Nassau County Alternate Deputy Presiding Officer Denise Ford introduced legislation designed to help combat the opioid epidemic. The new legislation will expand Nassau County’s current social host law to apply to controlled substances, including opioids. Currently, Nassau’s social host law is only applicable for alcohol.By including “controlled substances” within the Nassau County Social Host Law, parents, guardians, siblings, friends, and anyone else over the age of eighteen will be held accountable for the consumption of controlled substances by anyone under age twenty-one, or failing to take reasonable corrective action upon learning of the consumption of drugs, at his or her owned, rented, or otherwise controlled private residence.
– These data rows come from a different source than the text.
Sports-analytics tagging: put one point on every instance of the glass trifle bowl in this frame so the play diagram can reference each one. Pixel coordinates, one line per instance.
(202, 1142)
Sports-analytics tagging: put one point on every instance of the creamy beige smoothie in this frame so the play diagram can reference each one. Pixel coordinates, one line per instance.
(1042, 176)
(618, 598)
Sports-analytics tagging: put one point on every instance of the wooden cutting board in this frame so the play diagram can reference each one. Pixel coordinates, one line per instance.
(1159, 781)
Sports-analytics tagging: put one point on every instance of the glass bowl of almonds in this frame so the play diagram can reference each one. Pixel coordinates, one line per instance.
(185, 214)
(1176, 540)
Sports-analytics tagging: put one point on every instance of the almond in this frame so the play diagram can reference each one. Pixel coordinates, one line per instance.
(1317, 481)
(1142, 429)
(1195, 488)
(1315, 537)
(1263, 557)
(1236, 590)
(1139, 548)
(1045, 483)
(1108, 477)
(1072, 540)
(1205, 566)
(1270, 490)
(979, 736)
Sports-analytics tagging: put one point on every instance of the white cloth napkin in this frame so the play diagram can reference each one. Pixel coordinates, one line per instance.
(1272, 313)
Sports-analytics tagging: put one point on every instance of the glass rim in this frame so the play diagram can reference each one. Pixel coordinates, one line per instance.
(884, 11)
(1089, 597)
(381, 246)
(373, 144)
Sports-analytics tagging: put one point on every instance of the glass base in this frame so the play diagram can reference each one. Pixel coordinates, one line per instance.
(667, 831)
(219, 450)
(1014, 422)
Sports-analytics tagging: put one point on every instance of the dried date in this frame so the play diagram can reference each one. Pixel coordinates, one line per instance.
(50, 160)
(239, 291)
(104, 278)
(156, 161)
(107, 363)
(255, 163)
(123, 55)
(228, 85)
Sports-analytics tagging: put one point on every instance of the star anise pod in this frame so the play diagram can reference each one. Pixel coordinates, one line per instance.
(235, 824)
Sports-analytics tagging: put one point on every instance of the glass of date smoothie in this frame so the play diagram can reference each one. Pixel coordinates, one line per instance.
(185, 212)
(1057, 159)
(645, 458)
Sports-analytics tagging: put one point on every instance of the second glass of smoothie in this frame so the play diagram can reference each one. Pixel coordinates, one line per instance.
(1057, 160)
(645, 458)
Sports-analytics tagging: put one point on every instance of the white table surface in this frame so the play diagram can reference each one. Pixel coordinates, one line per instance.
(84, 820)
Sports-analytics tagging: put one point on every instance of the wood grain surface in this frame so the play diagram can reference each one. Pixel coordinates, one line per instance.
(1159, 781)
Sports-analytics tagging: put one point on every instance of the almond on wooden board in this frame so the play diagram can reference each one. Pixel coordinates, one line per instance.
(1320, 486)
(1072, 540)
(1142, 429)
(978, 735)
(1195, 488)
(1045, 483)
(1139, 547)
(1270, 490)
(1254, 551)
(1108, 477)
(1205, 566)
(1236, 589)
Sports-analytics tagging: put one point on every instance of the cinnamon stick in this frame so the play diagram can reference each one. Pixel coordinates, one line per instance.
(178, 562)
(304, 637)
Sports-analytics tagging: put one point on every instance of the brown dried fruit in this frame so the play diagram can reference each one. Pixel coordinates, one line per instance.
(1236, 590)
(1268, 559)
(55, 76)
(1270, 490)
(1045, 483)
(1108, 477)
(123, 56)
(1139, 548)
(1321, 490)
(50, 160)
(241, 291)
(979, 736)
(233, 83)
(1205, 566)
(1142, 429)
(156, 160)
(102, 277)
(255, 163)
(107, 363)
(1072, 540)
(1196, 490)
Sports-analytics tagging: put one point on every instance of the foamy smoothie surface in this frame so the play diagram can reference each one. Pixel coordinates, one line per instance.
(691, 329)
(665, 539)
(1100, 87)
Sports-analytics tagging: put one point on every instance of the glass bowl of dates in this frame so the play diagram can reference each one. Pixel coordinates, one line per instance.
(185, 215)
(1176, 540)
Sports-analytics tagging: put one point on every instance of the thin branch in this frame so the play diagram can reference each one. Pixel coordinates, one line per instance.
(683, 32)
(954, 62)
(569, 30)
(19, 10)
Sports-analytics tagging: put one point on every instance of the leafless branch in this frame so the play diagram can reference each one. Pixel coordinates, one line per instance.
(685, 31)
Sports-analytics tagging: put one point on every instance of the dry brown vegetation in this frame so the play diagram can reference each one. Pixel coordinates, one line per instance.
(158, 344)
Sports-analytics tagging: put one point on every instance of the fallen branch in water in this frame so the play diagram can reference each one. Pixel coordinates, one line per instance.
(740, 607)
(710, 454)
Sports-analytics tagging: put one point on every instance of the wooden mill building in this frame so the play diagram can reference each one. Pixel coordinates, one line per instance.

The crime is considered an unclassified misdemeanor, and the fines for a first offense include $250. A second offense will accrue a fine of $500, and a third offense, and all offenses thereafter will be $1,000 and/or imprisonment not to exceed one year.
“I’m proud to join Legislators Schaefer and McKevitt in introducing this legislation,” said Alternate Deputy Presiding Officer Ford. “The opioid issue must be addressed, and my colleagues and I will explore every option to combat this problem.”
The original Social Host law was passed by the Nassau County Legislature on July 9, 2007. It prohibits any person over the age of eighteen who owns, rents, or otherwise controls a private residence from knowingly allowing the consumption of alcohol by individuals under the age of 21 on such premises, or failing to take reasonable corrective action upon learning of the consumption of alcohol. The new legislation will be voted on in March.